Malaysian Philharmonic Orchestra’s downsizing: Does this mark the beginning of the end for the orchestra?

We examine the history and relevance of the orchestra as it re-evalutates its business model during these pandemic times.

The MPO made an emotional return to live shows in early April after a 13-month pandemic-related hiatus (Photo: Malaysian Philharmonic Orchestra)

The creation of the Malaysian Philharmonic Orchestra (MPO) was more than a musical milestone. It was in line with then prime minister Tun Mahathir Mohamad’s vision that Malaysia should become “a nation that is fully developed … economically, politically, socially, spiritually, psychologically and culturally”.

Western orchestral music was, according to the post-colonial mindset, the finest form of music. And so, a foreign agency was appointed as management and operational consultants and international auditions were held for orchestral players. On Aug 17, 1998, 105 musicians performed on stage for the first time as the MPO. When the hypermodern Petronas Twin Towers was officially opened the same year, the MPO honoured the historic moment by playing a piece of European music from the 19th century — famously known as The Lone Ranger Theme.

Housed in an exquisite concert hall and flanked by the world’s tallest towers, right from the beginning the symphonic sound of the MPO was magnificent, cohesive and surprisingly mature. Equally remarkable was the concert hall itself, the Dewan Filharmonik Petronas (DFP). Warm and wood-panelled, with acoustical treatment by the world’s top experts and a Klais pipe organ with a façade inspired by angklung, it felt monumental and intimate all at once.


The exquisite Dewan Filharmonik Petronas concert hall (Photo: Dewan Filharmonik Petronas)

The MPO caused excitement in the region and earned rave reviews on tour. Over the years, performing all sorts of genres by itself and with illustrious visiting artists, there were many unforgettable evenings. To music lovers and culture mavens, it heralded a new age, the beginning of different levels of musical achievement for Malaysia.

There was only one slightly discordant note: Out of the MPO’s 105 musicians, 101 were non-Malaysians. But an academy staffed by the musicians was envisaged, to nurture local talent.
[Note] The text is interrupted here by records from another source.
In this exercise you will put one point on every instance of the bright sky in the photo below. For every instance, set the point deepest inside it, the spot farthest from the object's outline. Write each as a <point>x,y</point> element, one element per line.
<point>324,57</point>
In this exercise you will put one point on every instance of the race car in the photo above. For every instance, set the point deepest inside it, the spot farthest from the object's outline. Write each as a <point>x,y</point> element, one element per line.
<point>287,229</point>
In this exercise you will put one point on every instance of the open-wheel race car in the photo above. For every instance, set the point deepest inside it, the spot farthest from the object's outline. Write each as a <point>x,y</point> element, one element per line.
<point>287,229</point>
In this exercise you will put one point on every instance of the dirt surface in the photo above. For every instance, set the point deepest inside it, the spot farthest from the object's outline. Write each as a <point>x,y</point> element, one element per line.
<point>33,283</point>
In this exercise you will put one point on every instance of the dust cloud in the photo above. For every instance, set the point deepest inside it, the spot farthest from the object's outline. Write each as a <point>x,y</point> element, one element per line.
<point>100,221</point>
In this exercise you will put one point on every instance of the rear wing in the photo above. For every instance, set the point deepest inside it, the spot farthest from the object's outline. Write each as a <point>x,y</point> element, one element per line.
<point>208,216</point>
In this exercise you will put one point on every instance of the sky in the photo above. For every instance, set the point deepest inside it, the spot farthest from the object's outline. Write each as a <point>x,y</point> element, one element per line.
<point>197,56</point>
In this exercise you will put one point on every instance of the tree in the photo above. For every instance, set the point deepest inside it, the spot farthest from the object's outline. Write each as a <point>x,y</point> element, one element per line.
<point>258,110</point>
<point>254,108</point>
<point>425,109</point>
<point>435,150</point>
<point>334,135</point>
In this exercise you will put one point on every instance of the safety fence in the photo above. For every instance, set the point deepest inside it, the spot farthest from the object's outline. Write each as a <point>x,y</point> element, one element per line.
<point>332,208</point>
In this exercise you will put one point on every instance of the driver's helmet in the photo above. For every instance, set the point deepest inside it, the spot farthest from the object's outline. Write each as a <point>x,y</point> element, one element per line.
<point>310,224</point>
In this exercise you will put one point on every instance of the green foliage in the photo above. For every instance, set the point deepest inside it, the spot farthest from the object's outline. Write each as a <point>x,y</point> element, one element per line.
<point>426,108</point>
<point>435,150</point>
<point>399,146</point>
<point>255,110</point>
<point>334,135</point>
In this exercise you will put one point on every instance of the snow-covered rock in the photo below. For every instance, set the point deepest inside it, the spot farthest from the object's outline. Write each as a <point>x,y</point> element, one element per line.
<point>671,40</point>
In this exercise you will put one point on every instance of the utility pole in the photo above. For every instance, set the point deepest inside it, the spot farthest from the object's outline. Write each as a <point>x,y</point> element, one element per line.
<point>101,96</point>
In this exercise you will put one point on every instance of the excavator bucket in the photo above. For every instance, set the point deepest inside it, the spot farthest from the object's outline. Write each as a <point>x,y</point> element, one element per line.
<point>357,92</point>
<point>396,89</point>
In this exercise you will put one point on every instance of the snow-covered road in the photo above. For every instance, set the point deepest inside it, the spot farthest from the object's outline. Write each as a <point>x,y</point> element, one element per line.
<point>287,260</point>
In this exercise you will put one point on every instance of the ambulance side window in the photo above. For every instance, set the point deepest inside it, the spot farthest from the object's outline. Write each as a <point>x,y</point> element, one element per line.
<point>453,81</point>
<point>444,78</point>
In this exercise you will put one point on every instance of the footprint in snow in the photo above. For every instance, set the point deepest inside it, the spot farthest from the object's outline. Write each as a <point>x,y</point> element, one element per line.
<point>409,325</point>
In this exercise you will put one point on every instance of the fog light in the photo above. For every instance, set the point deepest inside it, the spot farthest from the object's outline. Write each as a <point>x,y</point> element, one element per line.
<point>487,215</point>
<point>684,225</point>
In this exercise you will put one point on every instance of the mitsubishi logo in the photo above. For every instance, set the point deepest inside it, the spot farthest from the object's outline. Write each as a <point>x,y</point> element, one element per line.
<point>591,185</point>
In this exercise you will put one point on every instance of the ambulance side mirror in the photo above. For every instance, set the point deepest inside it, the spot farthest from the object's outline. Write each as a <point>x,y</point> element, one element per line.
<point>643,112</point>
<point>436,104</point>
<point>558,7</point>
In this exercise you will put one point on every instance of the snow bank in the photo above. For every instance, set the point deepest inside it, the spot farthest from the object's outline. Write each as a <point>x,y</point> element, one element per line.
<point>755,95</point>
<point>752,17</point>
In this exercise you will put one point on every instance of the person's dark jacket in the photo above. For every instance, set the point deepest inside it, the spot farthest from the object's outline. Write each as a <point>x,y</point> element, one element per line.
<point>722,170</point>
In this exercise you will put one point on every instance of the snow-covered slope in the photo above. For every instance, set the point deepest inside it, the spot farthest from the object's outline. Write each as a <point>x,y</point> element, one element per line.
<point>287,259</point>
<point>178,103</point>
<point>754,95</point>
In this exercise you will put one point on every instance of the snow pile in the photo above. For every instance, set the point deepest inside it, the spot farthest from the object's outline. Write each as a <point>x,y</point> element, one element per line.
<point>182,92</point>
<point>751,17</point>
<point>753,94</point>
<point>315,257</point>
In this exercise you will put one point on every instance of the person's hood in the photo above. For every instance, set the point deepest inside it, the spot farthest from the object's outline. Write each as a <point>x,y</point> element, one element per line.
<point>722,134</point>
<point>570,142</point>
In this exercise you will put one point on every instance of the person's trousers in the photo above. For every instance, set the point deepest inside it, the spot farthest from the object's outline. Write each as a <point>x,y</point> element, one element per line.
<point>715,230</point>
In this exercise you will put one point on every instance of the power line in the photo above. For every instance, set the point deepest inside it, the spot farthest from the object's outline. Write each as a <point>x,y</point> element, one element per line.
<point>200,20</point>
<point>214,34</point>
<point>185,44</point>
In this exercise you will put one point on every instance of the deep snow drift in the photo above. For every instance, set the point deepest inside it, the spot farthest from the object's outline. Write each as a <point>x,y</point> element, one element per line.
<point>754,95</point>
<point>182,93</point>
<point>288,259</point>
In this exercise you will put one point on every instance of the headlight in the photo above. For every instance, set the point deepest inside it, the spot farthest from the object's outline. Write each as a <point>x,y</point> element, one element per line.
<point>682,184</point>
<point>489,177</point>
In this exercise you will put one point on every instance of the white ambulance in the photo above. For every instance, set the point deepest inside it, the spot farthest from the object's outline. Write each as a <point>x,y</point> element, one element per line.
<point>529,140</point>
Outreach and education programmes were drawn up and, among others, a Malaysian Composers Forum, music camps and collaborative projects were facilitated. In 2006, a youth orchestra was born.

There were endless possibilities, with musical brilliance right on our doorstep. And if all around the world, symphony orchestras were about stature, prestige and cultural sophistication, we were now members of that club.


Jarring notes

But outside the small circle of fans, people asked what the relevance of this music was when schoolchildren had problems with literacy, let alone music literacy. The average citizen could not tell a piccolo from a double-bass (unlike in England, say, where orchestras were common in communities and even in comprehensive schools).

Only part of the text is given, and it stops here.